Bevil Gordon D'Urban Rudd (5 October 1894 – 2 February 1948) was a South African athlete, the 1920 Olympic Champion in the 400 metres.

Biography
Rudd was born in Kimberley. He was the son of Henry Percy Rudd and Mable Mina Blyth; paternal grandson of Charles Rudd, who co-founded the De Beers diamond mining company, and Frances Chiappini and maternal grandson of Captain Matthew Smith Blyth CMG, chief magistrate of the Transkei, and Elizabeth Cornelia Philpott.
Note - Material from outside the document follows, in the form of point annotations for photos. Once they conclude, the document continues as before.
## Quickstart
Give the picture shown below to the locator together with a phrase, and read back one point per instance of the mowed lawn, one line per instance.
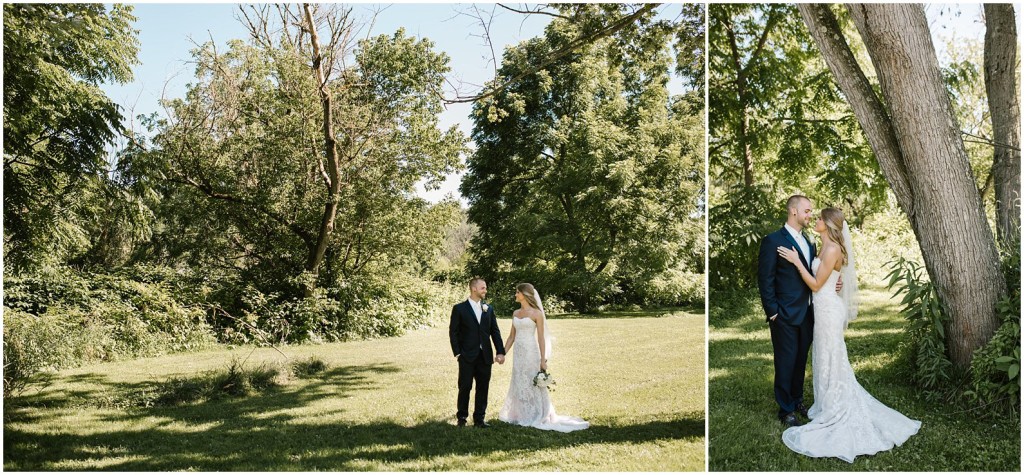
(384, 405)
(745, 436)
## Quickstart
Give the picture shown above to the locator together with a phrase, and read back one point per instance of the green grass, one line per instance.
(381, 405)
(744, 434)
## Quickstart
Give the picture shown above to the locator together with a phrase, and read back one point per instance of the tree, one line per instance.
(586, 172)
(1004, 100)
(57, 123)
(291, 163)
(777, 125)
(913, 132)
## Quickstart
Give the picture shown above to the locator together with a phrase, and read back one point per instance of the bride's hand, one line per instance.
(788, 254)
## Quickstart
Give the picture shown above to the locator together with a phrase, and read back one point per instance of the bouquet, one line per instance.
(544, 380)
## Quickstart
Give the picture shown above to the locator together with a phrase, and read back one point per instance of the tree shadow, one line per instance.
(261, 433)
(644, 313)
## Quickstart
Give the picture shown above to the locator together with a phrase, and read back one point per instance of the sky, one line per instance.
(169, 32)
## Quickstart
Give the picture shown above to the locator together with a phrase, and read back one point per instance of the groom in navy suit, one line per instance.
(787, 306)
(472, 330)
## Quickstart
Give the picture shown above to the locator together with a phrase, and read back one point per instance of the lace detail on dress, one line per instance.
(846, 421)
(526, 404)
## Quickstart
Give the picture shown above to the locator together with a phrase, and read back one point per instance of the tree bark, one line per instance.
(1004, 103)
(331, 153)
(918, 143)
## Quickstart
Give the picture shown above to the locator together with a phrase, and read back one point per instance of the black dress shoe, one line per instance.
(791, 420)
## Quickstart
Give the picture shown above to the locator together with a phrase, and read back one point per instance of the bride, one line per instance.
(846, 421)
(527, 404)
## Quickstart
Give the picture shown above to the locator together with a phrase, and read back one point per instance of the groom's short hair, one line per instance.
(795, 201)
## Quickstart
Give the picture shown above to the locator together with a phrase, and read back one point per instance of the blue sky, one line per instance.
(168, 32)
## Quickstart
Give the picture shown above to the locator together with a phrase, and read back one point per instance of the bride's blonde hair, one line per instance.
(833, 218)
(527, 291)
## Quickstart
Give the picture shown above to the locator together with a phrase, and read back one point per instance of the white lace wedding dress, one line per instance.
(846, 421)
(526, 404)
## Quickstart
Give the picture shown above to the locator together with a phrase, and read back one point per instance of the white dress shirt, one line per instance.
(805, 248)
(476, 309)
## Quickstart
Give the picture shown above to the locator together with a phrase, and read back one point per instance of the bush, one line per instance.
(61, 318)
(735, 230)
(673, 288)
(993, 382)
(358, 309)
(995, 368)
(926, 332)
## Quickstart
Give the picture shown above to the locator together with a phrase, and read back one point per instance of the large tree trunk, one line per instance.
(331, 152)
(1004, 102)
(918, 143)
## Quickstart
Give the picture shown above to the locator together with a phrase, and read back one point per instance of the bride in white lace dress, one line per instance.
(846, 421)
(525, 403)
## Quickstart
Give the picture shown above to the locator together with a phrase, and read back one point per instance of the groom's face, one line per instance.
(479, 290)
(804, 213)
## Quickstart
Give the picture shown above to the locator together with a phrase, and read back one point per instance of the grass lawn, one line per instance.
(384, 405)
(745, 436)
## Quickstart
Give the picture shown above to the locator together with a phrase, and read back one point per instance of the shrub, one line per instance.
(995, 378)
(62, 318)
(308, 368)
(926, 332)
(363, 308)
(673, 288)
(735, 230)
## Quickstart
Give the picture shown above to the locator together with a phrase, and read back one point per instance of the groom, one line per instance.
(472, 329)
(786, 302)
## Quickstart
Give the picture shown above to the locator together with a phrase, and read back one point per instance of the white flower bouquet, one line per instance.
(544, 380)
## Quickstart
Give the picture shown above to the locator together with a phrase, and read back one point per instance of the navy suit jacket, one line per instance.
(468, 336)
(782, 291)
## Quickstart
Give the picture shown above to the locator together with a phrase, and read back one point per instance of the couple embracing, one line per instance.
(804, 302)
(476, 343)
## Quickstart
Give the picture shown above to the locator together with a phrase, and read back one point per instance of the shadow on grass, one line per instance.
(743, 434)
(644, 313)
(258, 433)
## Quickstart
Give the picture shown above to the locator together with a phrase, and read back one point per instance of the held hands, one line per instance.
(788, 254)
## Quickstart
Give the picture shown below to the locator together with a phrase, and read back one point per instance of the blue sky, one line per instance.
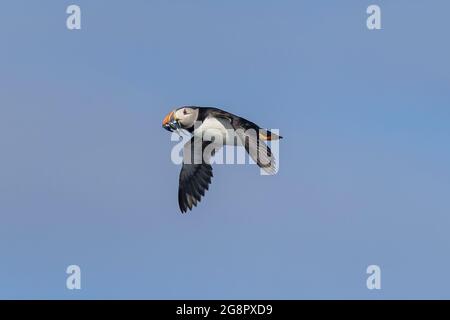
(85, 170)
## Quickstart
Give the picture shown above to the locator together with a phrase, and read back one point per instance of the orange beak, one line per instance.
(168, 122)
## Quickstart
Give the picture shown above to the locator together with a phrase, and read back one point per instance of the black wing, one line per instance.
(195, 175)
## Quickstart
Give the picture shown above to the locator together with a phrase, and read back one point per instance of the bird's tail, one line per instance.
(266, 135)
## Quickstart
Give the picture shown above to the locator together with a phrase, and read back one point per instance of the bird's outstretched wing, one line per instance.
(252, 137)
(196, 172)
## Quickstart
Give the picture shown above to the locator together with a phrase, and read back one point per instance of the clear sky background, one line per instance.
(86, 176)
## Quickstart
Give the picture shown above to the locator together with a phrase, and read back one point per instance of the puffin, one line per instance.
(210, 129)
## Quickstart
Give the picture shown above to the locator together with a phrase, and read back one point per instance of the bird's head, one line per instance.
(181, 118)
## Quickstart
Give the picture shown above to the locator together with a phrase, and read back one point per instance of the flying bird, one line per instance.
(227, 129)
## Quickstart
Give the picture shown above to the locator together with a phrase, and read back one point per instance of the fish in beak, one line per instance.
(170, 123)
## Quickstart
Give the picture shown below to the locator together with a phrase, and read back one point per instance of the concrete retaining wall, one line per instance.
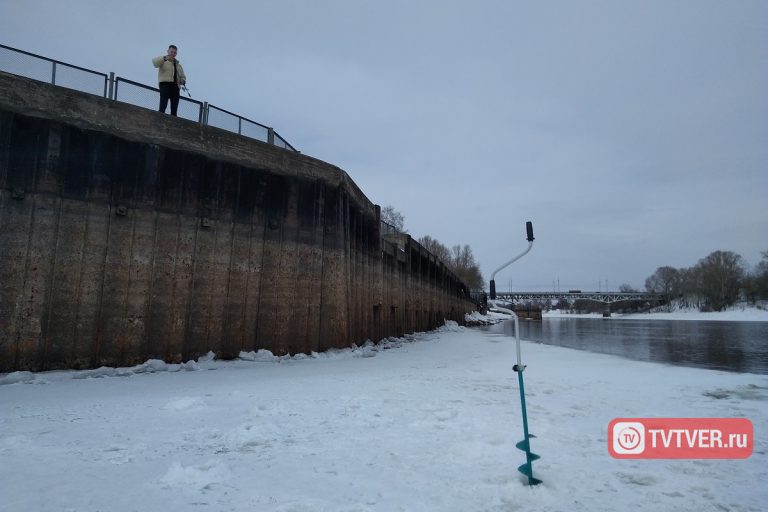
(126, 234)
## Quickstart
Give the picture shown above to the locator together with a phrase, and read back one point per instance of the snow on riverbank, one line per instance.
(427, 423)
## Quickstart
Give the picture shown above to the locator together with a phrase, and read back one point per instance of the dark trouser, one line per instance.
(169, 91)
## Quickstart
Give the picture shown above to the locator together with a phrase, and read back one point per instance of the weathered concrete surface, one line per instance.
(126, 234)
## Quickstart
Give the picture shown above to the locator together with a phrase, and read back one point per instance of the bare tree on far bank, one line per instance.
(714, 283)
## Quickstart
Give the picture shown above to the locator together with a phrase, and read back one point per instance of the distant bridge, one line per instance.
(604, 297)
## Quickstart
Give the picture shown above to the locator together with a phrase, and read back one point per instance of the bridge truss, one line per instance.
(604, 297)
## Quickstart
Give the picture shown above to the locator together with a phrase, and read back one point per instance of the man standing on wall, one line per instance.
(171, 75)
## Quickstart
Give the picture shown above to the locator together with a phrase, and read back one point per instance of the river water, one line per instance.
(731, 346)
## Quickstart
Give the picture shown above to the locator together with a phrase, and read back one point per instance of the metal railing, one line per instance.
(37, 67)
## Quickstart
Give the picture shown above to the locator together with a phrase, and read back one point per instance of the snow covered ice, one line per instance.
(423, 423)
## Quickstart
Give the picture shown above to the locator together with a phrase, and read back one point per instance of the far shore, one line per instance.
(737, 314)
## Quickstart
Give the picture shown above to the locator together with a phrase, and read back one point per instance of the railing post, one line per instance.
(111, 85)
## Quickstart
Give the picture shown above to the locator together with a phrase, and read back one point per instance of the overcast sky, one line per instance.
(634, 134)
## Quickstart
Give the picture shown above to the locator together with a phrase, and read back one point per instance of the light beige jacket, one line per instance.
(165, 70)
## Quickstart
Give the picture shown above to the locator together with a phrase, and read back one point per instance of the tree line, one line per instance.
(714, 283)
(459, 258)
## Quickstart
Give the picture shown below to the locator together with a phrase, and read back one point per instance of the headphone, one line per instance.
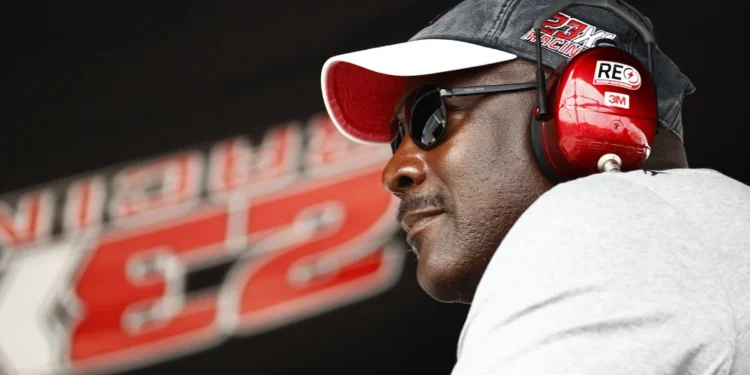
(599, 111)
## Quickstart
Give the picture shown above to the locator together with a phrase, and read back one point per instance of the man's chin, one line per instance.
(442, 282)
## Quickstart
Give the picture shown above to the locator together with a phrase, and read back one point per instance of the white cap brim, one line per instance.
(360, 89)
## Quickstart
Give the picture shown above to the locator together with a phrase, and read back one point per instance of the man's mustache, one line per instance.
(419, 202)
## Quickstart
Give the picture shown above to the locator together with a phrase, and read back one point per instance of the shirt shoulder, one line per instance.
(609, 261)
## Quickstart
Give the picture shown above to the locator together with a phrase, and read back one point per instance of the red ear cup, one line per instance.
(602, 102)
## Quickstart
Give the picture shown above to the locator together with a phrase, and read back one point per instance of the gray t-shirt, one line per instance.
(619, 273)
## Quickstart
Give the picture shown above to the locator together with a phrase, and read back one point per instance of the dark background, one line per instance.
(92, 84)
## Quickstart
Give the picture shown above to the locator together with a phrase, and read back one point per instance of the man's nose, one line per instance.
(405, 170)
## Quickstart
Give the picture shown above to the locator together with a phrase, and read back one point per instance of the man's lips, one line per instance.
(415, 220)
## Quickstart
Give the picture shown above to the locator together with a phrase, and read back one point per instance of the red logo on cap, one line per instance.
(568, 36)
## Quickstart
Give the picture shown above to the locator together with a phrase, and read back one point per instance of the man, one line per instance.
(639, 272)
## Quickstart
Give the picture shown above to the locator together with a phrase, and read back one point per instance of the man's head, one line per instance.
(461, 197)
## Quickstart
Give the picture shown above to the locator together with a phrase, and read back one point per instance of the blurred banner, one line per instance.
(145, 262)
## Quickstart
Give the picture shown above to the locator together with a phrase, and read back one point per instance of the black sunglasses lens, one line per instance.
(398, 132)
(428, 120)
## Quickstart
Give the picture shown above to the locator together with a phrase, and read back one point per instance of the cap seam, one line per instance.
(487, 38)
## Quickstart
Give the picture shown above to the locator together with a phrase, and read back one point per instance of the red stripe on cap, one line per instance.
(363, 101)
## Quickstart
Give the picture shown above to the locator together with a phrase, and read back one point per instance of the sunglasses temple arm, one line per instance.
(479, 90)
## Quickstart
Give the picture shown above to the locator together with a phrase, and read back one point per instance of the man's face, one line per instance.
(459, 199)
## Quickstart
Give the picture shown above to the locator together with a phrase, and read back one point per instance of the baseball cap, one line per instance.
(360, 89)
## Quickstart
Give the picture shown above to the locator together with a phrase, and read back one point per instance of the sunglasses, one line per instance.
(425, 116)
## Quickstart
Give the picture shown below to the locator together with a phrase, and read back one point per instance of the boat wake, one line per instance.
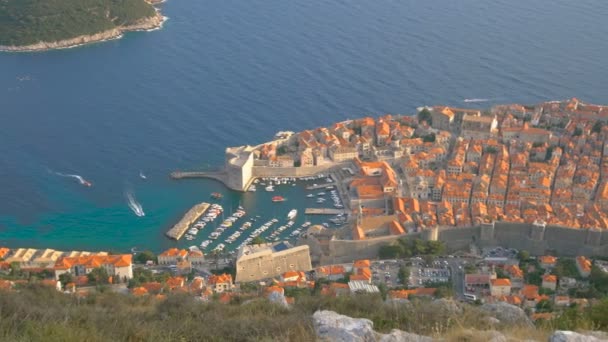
(476, 100)
(134, 205)
(80, 179)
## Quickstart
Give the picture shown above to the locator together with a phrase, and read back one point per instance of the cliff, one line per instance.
(64, 23)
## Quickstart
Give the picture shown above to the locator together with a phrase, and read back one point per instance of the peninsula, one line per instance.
(38, 25)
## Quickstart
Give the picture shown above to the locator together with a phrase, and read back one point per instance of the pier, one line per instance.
(178, 230)
(217, 175)
(320, 186)
(325, 211)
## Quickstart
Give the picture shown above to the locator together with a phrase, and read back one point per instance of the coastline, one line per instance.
(148, 24)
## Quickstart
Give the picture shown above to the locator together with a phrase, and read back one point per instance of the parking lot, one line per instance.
(422, 274)
(386, 272)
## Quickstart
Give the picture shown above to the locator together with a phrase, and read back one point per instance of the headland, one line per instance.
(62, 27)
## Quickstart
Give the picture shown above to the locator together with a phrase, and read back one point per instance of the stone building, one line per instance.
(257, 262)
(239, 166)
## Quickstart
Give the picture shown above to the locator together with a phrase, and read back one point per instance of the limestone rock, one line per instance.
(278, 298)
(507, 313)
(447, 306)
(571, 336)
(331, 326)
(401, 336)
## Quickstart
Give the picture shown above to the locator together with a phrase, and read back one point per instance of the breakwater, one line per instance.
(178, 230)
During his schooling at St. Andrew's College, Grahamstown (Upper House) he excelled both as a student and as an athlete, and he was granted a scholarship for the University of Oxford. Rudd served in the First World War, and was awarded a Military Cross for bravery.

Rudd completed his studies in England, and returned to South Africa, working as a sports journalist.

He married Ursula Mary Knight, daughter of Clifford Hume Knight the Italian Consul to Cape Town, in 1926; they had at least two sons: Bevil John Blyth Rudd and Clifford Robin David Rudd, the South African Cricketer.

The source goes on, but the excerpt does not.